Focus Shifts To System Quality

Why the move toward software-defined hardware is significant, but not enough.


For the past decade, many semiconductor industry insiders predicted that software would take over the world and hardware would become commoditized. The pendulum seems to have stopped, and if anything, it is reversing course.

Initial predictions were based on several advantages for software. First, software is easier to modify and patch. Second, universities turn out far more software developers than electrical engineers. And third, software can be written for any hardware platform to make it behave differently and often better.

Hardware isn’t without its advantages, of course. Building functionality into hardware improves performance and uses less energy. It’s also inherently much harder to breach from a security standpoint. But fixing problems in hardware is difficult, and often impossible if there isn’t a workaround in software, and hardware failures are frequently device killers rather than just inconveniences.

Privately, however, many in the software industry are beginning to recognize that there are advantages to each, particularly for embedded software. To begin with, there is the security issue. In most cases, it’s not the hardware that causes the problem. It’s the software or the firmware. The only way to actually tap into the hardware is through a side-channel attack. That requires physical access to a device, and if it’s been engineered correctly, it only allows access to that particular device. Or it turns to a useless piece of silicon when someone tries to tamper with it.

Software is a different story. It can be attacked remotely and repeatedly. While commercial software developers have done a superb job in making sure that over-the-air updates are authorized and that product keys are specific to a piece of software, that kind of authorization is much less stringent when it comes to software embedded inside of devices. Until the Mirai attack last October, that kind of concern wasn’t even on the horizon.

Mirai targeted default usernames and passwords in IoT devices, many of which were never updated because it was too expensive and time-consuming. The attackers then assembled those devices into an army of connected bots, or botnets, and used them to collectively cause distributed denial of service attacks across a wide range of high-profile Internet sites.

Both hardware and software are vulnerable to failures, of course. In the case of software, bugs may be more of an inconvenience than a real problem and may be fixed with a patch. In the case of hardware, if it can’t be fixed with software the entire device may need to be replaced.

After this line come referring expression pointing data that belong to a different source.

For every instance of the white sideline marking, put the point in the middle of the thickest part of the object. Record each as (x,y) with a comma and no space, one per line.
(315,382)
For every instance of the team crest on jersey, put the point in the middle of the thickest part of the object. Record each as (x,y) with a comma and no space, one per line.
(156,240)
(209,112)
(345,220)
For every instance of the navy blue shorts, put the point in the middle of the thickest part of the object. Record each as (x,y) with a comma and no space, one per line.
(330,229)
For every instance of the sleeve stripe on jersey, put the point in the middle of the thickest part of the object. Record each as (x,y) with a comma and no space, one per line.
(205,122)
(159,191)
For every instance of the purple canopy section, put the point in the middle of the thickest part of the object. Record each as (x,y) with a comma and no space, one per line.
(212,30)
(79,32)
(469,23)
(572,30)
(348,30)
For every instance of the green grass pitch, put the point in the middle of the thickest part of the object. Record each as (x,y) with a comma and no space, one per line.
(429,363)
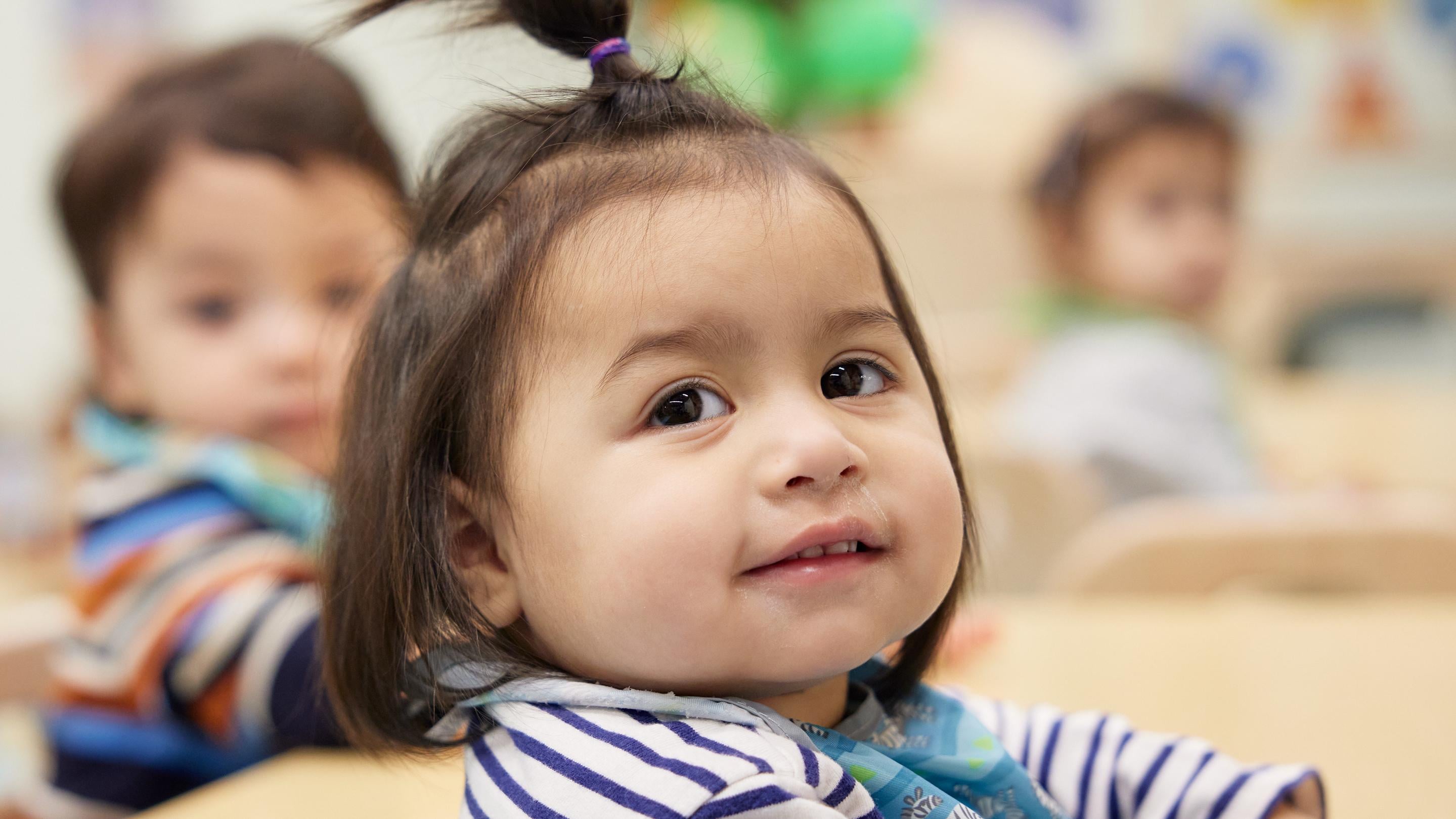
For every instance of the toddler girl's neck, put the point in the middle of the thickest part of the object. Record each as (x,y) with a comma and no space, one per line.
(822,704)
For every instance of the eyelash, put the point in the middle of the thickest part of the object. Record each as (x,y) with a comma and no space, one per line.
(890,375)
(892,379)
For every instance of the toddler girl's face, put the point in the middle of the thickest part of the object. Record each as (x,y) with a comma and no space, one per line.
(235,299)
(720,385)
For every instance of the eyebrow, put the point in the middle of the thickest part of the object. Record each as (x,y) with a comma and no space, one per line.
(716,337)
(696,338)
(851,320)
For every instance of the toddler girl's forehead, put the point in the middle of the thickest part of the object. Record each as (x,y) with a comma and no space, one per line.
(670,258)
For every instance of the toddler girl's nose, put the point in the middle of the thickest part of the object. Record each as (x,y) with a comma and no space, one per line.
(809,452)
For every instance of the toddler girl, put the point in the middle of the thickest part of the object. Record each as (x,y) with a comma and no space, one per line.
(645,462)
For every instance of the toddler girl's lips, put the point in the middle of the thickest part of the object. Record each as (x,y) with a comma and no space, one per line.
(823,551)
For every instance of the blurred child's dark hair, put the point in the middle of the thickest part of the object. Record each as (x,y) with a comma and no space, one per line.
(445,353)
(1112,124)
(269,97)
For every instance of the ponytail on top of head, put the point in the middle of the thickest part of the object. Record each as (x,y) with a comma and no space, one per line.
(570,27)
(446,355)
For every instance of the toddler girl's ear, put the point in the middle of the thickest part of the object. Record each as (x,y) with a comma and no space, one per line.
(478,560)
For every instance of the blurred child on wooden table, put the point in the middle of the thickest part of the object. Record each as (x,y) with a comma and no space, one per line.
(1137,210)
(232,216)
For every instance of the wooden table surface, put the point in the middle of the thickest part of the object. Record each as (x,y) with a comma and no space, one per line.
(1365,688)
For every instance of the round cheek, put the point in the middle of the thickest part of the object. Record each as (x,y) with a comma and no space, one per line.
(634,566)
(932,528)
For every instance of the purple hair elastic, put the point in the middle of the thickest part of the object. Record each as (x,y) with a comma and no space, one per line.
(606,49)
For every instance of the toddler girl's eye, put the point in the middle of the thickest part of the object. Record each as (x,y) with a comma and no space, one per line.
(848,379)
(688,406)
(213,311)
(341,295)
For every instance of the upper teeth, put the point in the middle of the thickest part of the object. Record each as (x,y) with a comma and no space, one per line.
(844,547)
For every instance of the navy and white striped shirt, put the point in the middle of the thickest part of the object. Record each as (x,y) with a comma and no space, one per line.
(579,751)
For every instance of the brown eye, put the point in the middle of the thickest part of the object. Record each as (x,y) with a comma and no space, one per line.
(341,295)
(849,379)
(688,406)
(213,311)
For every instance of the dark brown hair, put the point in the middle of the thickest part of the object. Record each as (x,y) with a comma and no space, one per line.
(270,97)
(443,355)
(1109,126)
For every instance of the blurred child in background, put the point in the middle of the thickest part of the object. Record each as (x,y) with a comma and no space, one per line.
(1137,212)
(232,216)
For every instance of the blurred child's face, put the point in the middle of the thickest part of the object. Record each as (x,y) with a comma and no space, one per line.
(235,299)
(721,385)
(1155,224)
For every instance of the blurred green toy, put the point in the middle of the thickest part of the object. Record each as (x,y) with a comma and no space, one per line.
(807,59)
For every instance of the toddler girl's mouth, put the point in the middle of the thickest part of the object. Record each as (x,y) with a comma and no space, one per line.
(823,551)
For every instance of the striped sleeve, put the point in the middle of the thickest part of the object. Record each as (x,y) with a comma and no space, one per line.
(1098,767)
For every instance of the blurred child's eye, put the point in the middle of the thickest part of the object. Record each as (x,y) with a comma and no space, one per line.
(341,295)
(1161,204)
(213,310)
(857,376)
(688,404)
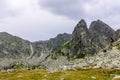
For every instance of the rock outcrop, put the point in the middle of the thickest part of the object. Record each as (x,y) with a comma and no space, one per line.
(88,41)
(17,50)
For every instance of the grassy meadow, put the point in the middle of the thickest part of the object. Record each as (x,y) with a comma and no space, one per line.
(80,74)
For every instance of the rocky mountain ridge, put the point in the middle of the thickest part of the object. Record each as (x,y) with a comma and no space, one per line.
(88,41)
(85,47)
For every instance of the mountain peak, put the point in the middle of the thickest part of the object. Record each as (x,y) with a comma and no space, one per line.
(99,27)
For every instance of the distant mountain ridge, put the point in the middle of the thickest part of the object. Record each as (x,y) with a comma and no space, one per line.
(61,50)
(15,49)
(89,41)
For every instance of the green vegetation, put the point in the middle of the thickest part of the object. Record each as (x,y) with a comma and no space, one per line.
(80,74)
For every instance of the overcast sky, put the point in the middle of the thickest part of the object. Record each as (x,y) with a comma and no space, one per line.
(42,19)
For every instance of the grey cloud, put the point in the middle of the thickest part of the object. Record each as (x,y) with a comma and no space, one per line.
(76,9)
(5,10)
(69,8)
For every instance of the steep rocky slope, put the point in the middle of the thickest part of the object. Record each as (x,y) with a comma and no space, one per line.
(14,49)
(109,57)
(87,41)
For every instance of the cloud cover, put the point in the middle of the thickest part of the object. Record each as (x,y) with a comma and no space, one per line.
(42,19)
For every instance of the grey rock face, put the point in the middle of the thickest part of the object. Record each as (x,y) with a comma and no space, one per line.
(89,41)
(13,49)
(116,35)
(101,33)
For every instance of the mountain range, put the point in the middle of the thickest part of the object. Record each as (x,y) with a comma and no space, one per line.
(94,46)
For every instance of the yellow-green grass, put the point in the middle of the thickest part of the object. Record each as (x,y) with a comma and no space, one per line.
(80,74)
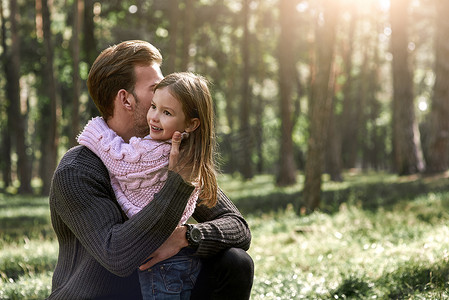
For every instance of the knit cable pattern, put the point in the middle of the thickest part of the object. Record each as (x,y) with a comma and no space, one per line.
(138,169)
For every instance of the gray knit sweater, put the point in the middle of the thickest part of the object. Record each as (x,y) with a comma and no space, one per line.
(100,249)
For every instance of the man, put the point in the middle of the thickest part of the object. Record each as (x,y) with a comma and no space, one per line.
(100,249)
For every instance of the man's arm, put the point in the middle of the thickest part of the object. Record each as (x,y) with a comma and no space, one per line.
(83,200)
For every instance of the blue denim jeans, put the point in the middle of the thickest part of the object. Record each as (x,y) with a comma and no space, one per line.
(172,278)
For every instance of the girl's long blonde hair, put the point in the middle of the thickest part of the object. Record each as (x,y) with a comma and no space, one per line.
(198,150)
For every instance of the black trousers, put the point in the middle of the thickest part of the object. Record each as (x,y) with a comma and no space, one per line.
(228,275)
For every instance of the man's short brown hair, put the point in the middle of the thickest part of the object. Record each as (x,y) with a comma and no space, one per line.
(114,70)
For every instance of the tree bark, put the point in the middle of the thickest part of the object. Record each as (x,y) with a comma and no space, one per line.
(287,77)
(89,50)
(49,125)
(438,147)
(320,105)
(187,34)
(5,146)
(173,30)
(78,7)
(349,117)
(246,168)
(406,142)
(13,92)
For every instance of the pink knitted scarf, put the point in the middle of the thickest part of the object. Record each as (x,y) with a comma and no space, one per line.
(138,169)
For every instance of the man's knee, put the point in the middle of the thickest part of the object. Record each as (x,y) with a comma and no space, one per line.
(239,261)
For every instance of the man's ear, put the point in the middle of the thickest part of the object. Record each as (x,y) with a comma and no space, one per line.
(193,124)
(124,99)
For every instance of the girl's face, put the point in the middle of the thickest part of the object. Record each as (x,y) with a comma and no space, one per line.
(165,115)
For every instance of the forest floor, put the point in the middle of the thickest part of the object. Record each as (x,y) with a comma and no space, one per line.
(376,236)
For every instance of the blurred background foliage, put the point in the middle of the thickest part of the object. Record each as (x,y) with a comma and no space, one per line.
(307,87)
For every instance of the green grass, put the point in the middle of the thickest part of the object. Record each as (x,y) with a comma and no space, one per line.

But software engineering typically lacks the same fear of failure that hardware engineers deal with every time they sign off on a chip. In hardware, real fixes require a respin of a chip. That’s why hardware engineering groups have rigid methodologies and flows, and very expensive tools and equipment to simulate, validate, verify and debug these devices. In the future, this will be increasingly required for the software side, as well.

The move toward software-defined hardware is a recognition that designs need to be rebalanced and rethought. But it’s only a piece of the puzzle. As electronic content in system continues to increase, quality of the components has to increase at a faster rate to improve reliability of those systems. That means the same kind of discipline needs to be implemented across the supply chain, with continuous applications of test, verification and validation from inception all the way through to the end market.

The decision is no longer just about whether to build something in hardware or software. It’s now about how to make it more reliable, and that will be an interesting challenge for an industry that has been focused for decades on completely different metrics.